Did you send O’Grady to a doctor specializing in sex offense? he asked.

“At the time, I was really unaware that there were such specialists,” Mahony said.

Did you check O’Grady’s file?

No, Mahony said.

Did you conduct an investigation of your own?

Sending him to a psychiatrist seemed appropriate enough, Mahony answered.

Did you interview witnesses? Anderson asked.

No, Mahony said, but the police did in 1984, “and dismissed the case.”

In 1986, after Mahony’s move to Los Angeles, Nancy Sloan returned to the Stockton diocese because she was wracked with guilt for not making sure Father O’Grady never got near another child. O’Grady was still at the church Mahony had sent him to, but church officials told Sloan there was nothing to worry about. Sloan, a nurse, weeps as she tells her story.

“If I had any idea whatsoever when I had gone back there in 1986, there are so many children who could have been saved from O’Grady, because I would have blown the story out. And if Mahony says he didn’t know anything about O’Grady, my question is, how could you possibly do your job as bishop and not read any of the files on your employees?”

Sloan says she has thought about paying a visit to Mahony.

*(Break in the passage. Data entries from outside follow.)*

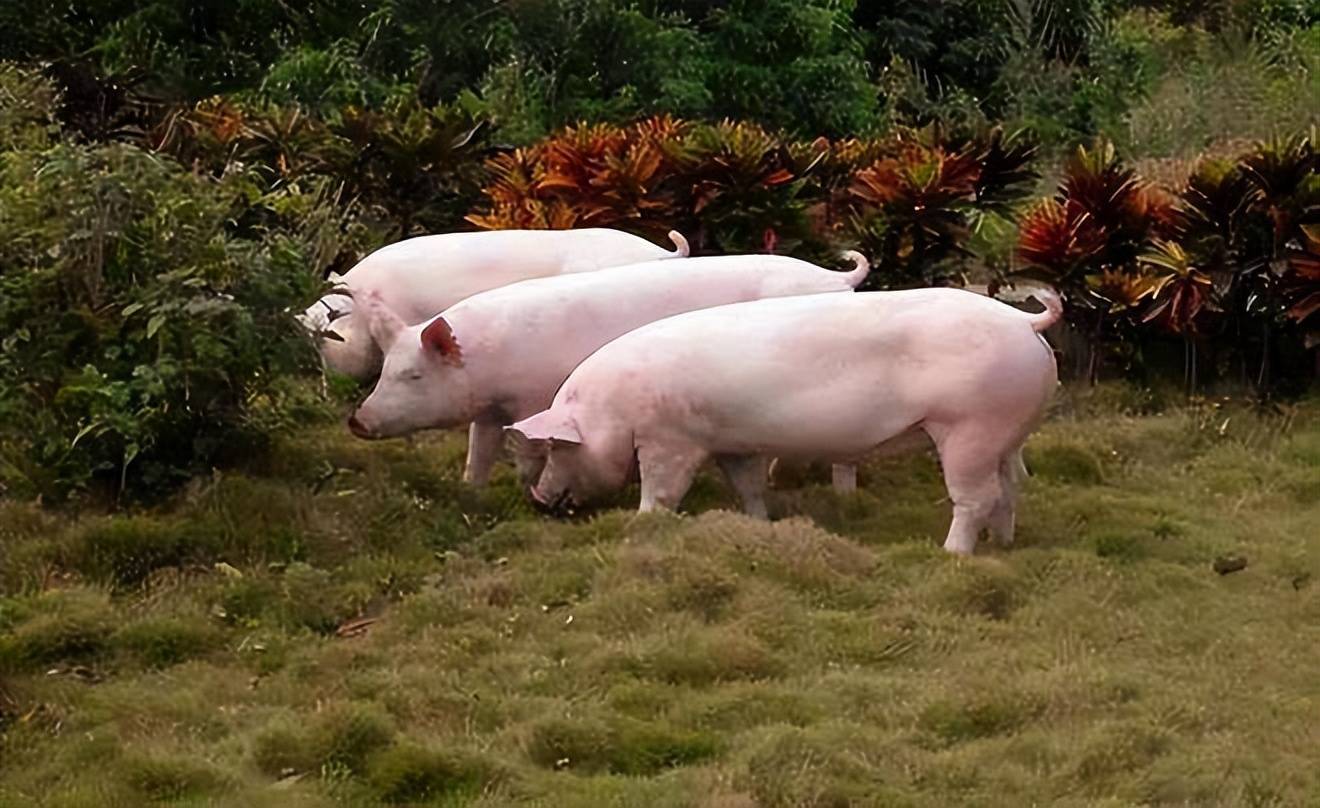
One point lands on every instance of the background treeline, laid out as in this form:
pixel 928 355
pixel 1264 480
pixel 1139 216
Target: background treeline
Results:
pixel 177 177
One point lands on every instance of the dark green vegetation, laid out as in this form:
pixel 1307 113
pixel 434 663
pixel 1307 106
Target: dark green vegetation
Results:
pixel 177 177
pixel 350 626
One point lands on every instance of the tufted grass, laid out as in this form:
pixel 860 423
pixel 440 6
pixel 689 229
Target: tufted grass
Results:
pixel 350 626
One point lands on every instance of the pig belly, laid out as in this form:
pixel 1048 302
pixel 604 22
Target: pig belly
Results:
pixel 833 425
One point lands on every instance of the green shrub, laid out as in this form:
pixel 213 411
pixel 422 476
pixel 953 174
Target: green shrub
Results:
pixel 163 642
pixel 343 736
pixel 144 337
pixel 69 626
pixel 172 779
pixel 409 774
pixel 619 746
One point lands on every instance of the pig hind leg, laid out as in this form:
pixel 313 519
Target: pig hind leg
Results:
pixel 973 479
pixel 1013 471
pixel 667 471
pixel 747 475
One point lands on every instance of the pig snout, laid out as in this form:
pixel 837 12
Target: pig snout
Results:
pixel 359 429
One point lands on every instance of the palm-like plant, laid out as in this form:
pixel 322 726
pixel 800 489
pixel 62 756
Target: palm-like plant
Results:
pixel 742 186
pixel 588 176
pixel 1182 293
pixel 1300 284
pixel 1285 174
pixel 911 210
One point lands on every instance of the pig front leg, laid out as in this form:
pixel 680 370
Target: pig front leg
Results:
pixel 747 475
pixel 485 440
pixel 667 471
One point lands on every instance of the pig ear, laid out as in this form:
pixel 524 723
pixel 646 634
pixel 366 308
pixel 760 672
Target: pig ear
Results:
pixel 548 425
pixel 438 337
pixel 382 321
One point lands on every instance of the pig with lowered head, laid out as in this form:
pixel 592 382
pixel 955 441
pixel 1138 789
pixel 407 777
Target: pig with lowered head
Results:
pixel 828 376
pixel 423 276
pixel 499 357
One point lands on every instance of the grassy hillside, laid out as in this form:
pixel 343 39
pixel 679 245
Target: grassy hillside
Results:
pixel 346 625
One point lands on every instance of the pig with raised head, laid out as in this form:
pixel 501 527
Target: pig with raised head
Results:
pixel 423 276
pixel 499 357
pixel 829 376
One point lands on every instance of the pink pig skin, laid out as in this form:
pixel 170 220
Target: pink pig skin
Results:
pixel 499 357
pixel 423 276
pixel 828 376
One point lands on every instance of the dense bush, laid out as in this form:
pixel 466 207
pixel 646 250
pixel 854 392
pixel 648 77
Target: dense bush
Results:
pixel 1226 260
pixel 145 333
pixel 174 180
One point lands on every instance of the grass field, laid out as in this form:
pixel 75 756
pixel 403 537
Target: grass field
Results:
pixel 347 625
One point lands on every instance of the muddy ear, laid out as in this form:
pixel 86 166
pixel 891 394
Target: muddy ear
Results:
pixel 438 337
pixel 382 321
pixel 548 425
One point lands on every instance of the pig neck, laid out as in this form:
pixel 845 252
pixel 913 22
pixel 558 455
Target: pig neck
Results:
pixel 478 374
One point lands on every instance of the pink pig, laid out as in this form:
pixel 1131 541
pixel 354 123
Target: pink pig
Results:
pixel 421 276
pixel 499 357
pixel 825 376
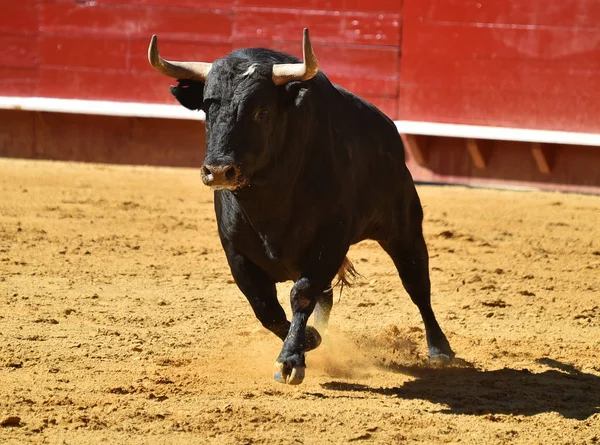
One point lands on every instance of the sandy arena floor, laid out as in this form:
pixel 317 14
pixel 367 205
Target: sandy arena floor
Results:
pixel 120 323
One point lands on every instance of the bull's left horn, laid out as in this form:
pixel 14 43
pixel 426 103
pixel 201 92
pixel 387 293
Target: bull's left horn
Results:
pixel 177 70
pixel 287 72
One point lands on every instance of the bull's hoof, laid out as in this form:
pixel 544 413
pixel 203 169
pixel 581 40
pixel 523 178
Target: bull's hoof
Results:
pixel 289 375
pixel 313 339
pixel 440 358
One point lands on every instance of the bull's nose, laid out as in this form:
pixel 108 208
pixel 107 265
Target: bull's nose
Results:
pixel 224 176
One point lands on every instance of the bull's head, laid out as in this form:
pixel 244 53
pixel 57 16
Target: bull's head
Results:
pixel 245 103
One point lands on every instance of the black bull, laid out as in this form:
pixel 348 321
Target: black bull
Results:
pixel 302 169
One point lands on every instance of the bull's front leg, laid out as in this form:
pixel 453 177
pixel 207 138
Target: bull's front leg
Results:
pixel 291 365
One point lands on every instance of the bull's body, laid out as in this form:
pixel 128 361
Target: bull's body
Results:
pixel 325 172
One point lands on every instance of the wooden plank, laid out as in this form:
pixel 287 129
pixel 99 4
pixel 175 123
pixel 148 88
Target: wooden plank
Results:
pixel 19 51
pixel 417 147
pixel 18 81
pixel 325 26
pixel 84 52
pixel 18 17
pixel 191 4
pixel 111 21
pixel 520 109
pixel 380 6
pixel 17 134
pixel 566 13
pixel 104 85
pixel 576 46
pixel 499 74
pixel 543 154
pixel 478 151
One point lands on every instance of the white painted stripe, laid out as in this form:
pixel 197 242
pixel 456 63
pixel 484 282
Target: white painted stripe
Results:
pixel 135 109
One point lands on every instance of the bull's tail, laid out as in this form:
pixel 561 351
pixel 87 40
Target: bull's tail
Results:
pixel 347 274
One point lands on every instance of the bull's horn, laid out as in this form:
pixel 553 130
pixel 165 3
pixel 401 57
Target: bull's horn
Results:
pixel 177 70
pixel 287 72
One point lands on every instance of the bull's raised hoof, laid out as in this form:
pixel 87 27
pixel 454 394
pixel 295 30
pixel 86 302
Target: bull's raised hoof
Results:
pixel 291 375
pixel 441 356
pixel 313 339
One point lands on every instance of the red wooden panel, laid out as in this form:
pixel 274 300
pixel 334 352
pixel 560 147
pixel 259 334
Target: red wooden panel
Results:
pixel 518 75
pixel 194 4
pixel 83 52
pixel 18 81
pixel 388 105
pixel 571 13
pixel 104 85
pixel 349 27
pixel 393 6
pixel 135 21
pixel 521 109
pixel 198 52
pixel 570 45
pixel 18 17
pixel 19 51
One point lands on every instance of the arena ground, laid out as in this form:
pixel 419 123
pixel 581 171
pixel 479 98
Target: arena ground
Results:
pixel 120 323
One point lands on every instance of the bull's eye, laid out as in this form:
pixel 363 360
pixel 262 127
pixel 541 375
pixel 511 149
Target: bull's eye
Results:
pixel 260 114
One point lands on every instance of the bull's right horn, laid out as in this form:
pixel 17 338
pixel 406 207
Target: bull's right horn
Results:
pixel 177 70
pixel 288 72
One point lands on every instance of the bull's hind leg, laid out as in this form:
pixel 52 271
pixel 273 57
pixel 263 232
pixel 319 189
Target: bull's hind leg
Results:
pixel 261 293
pixel 322 311
pixel 325 258
pixel 411 258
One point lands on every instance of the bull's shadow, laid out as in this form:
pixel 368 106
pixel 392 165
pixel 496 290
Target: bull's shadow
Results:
pixel 466 390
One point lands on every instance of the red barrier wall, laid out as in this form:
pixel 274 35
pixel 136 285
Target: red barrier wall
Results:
pixel 524 63
pixel 97 49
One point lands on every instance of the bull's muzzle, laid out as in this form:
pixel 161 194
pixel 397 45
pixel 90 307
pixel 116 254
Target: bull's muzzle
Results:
pixel 221 176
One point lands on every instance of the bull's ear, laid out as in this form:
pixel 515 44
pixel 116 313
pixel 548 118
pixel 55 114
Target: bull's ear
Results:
pixel 296 93
pixel 189 93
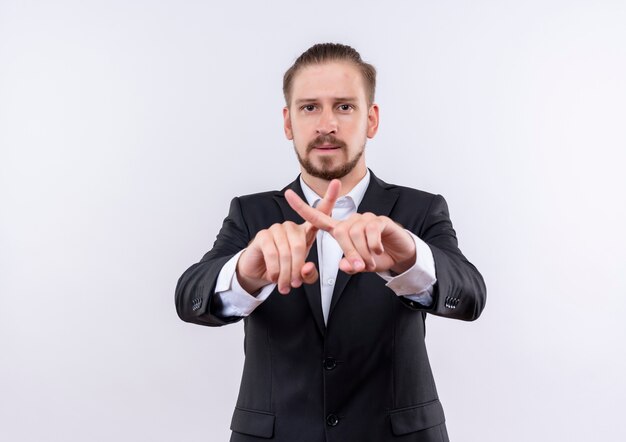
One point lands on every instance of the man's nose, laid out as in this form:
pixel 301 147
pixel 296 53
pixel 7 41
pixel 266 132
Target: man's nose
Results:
pixel 327 122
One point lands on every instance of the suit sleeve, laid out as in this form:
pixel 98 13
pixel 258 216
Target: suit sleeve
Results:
pixel 460 291
pixel 195 300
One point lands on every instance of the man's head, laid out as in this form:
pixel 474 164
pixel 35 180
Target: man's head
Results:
pixel 331 52
pixel 329 92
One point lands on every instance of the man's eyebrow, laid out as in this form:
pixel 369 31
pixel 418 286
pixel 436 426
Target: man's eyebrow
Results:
pixel 337 100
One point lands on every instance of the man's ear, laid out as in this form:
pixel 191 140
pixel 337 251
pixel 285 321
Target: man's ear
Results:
pixel 287 123
pixel 372 121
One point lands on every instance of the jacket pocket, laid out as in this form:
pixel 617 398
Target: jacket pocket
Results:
pixel 253 423
pixel 410 419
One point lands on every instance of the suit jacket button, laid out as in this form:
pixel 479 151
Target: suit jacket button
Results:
pixel 330 363
pixel 332 420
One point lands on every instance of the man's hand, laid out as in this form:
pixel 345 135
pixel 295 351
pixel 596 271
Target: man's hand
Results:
pixel 369 242
pixel 277 254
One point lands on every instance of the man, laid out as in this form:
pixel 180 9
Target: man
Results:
pixel 334 291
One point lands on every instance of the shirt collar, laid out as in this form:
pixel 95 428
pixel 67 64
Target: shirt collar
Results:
pixel 355 196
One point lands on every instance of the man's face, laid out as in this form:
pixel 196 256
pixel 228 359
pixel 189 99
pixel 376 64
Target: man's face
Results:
pixel 329 120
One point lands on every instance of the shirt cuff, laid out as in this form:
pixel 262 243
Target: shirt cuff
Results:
pixel 235 300
pixel 418 281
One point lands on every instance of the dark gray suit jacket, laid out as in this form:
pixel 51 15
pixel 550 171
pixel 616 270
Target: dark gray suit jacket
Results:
pixel 365 375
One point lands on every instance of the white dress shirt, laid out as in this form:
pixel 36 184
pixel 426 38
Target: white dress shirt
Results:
pixel 416 283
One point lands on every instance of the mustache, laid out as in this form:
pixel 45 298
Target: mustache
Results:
pixel 325 139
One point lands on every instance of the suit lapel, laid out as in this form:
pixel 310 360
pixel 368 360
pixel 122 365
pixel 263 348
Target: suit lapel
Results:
pixel 378 200
pixel 312 291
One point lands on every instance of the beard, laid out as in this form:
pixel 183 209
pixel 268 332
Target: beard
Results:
pixel 325 171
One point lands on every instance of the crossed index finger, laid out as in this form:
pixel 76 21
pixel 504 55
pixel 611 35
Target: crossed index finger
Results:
pixel 314 216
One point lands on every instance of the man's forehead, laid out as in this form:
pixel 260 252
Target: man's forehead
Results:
pixel 332 79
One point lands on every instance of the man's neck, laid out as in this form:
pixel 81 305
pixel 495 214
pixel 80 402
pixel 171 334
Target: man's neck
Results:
pixel 319 185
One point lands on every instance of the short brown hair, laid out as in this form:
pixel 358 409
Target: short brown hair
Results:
pixel 327 52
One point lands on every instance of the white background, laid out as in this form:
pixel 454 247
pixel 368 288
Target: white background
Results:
pixel 127 126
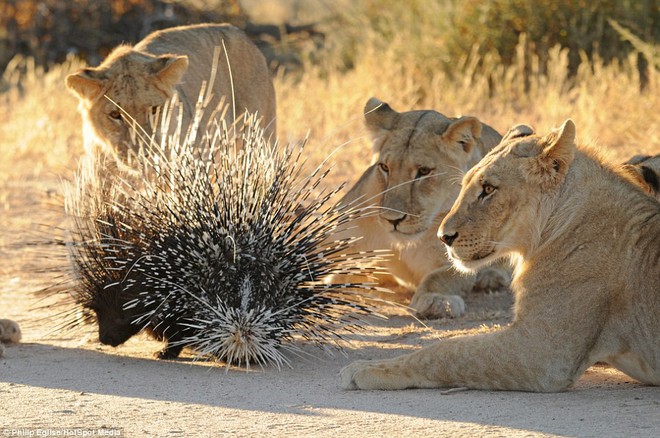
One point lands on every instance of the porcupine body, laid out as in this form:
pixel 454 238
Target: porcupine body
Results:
pixel 222 249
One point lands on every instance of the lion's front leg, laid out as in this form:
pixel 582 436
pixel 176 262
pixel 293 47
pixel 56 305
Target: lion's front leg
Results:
pixel 439 294
pixel 511 359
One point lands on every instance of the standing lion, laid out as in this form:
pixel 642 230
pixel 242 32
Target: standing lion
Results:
pixel 134 82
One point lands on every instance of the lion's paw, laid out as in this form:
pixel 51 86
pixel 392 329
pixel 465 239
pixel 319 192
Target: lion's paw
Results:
pixel 434 306
pixel 492 279
pixel 362 374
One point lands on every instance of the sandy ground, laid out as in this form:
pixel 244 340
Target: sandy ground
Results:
pixel 69 383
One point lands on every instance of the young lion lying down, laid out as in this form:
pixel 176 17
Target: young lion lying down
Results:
pixel 587 282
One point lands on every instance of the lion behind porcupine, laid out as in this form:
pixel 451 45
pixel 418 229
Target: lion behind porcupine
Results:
pixel 132 84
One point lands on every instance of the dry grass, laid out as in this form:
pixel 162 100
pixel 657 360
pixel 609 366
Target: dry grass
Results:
pixel 41 137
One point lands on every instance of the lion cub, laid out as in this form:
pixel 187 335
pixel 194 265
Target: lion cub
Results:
pixel 420 157
pixel 136 82
pixel 587 281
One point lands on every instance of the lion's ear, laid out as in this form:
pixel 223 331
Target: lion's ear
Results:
pixel 84 84
pixel 464 131
pixel 379 115
pixel 518 131
pixel 560 147
pixel 555 155
pixel 169 69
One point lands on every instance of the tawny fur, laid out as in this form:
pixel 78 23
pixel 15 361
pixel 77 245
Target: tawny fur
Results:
pixel 141 78
pixel 587 284
pixel 419 158
pixel 645 171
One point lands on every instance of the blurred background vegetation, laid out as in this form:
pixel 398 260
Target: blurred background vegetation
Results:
pixel 437 32
pixel 504 61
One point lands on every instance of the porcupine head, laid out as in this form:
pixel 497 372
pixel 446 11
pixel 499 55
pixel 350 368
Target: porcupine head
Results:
pixel 116 324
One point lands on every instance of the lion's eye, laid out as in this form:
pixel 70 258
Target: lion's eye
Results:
pixel 486 190
pixel 423 171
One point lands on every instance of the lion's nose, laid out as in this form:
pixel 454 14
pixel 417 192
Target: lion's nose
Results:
pixel 397 221
pixel 448 239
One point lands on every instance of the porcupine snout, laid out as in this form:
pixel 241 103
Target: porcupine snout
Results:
pixel 112 339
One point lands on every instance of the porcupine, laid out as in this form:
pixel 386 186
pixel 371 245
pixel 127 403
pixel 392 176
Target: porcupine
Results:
pixel 221 249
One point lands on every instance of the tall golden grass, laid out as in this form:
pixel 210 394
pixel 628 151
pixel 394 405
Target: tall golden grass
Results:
pixel 40 128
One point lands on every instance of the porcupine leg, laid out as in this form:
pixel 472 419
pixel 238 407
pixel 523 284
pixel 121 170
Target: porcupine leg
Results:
pixel 169 352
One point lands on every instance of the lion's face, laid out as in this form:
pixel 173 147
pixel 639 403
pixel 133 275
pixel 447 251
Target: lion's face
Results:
pixel 501 204
pixel 420 157
pixel 128 85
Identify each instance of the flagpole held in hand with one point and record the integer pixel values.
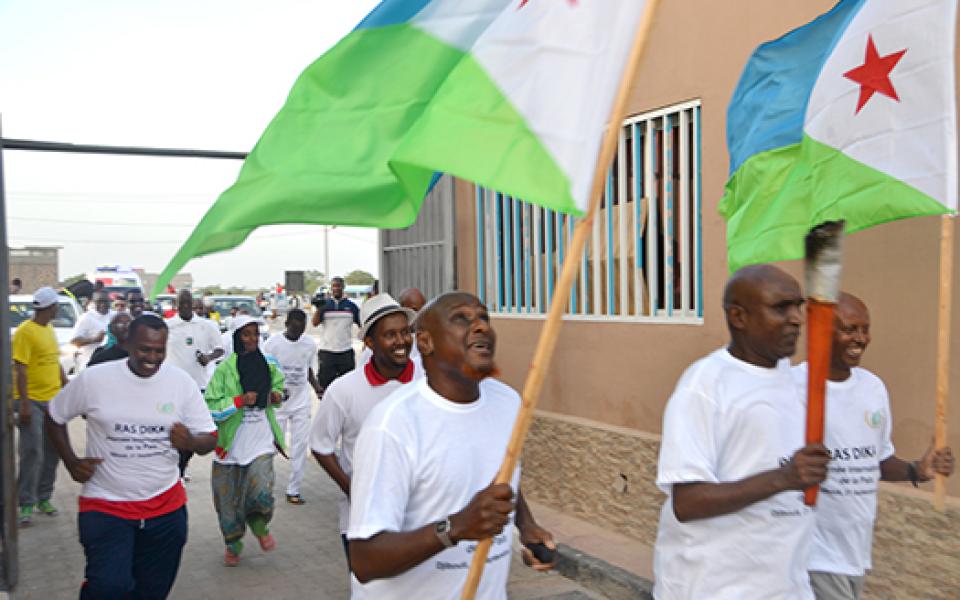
(943, 350)
(824, 254)
(551, 328)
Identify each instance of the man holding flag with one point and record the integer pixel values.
(416, 511)
(732, 458)
(858, 436)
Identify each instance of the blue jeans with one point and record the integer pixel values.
(131, 559)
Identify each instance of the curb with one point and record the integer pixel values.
(601, 577)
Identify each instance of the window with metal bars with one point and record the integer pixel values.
(643, 259)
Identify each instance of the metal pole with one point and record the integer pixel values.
(8, 483)
(326, 253)
(43, 146)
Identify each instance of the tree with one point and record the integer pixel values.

“I’d like to tell him he has a moral obligation. If any of these bishops and priests would take responsibility instead of pretending they didn’t know what was going on, and then making excuses ... ,” she says, not finishing the thought, and pausing to compose herself.

“I have so much guilt for not doing more,” she says. “I don’t know how Mahony can live with himself when I can barely live with myself.”